In: Statistics and Probability
In the North American population, the average IQ is 100. A team of scientists wants to test a new medication to see if it has either a positive or negative effect on intelligence or no effect at all. A sample of 39 participants who have taken the medication has been investigated and their IQ after treatment is noted as following:
95 90 100 110 108 105 98 105 120 115 99 100 90 118 112 110 120 120 95 100 90 110 100 105 100 90 105 103 108 112
114 100 88 95 105 103 105 107 98
1-Does the medication influence the North American population IQ? Explain and justify your answer.
The same medication is used on Scandinavian population. 20 participants have been treated and their IQs are noted.

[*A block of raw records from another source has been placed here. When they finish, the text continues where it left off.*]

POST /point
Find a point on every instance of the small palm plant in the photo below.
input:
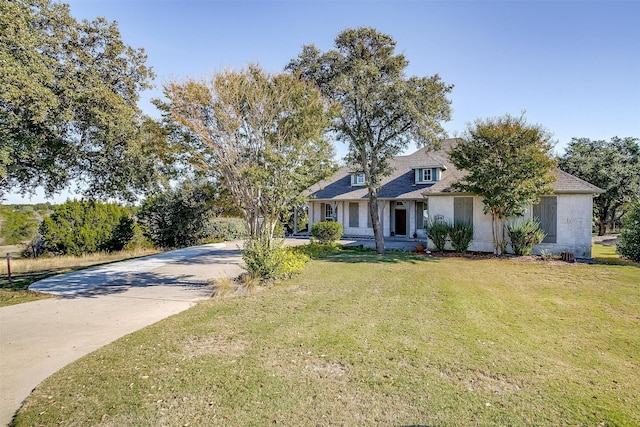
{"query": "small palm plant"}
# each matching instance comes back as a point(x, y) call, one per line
point(461, 236)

112 114 100 88 95 105 108 105 98 105 120 115 99
100 90 112 110 120 120 90
2-Does the medication have the same effect on both samples (North American and Scandinavian) IQ? Explain and justify your answer.
Here, under normality assumption with equal variances for two independent samples, we have performed the folloeing tests:
For the first case R shows p-value=0.0105<0.05. hence we reject the null and can say that there is enough evidence to support the claim that the medication affects the North Americal population IQ, more specifically it increases its level(evident from 95% CI)
For the second case R shows p-value=0.03076<0.05. hence here also we reject the null and can say that there is enough evidence to support the claim that the medication affects the scandanavian population IQ, more specifically it increases its level(evident from 95% CI) in this case also.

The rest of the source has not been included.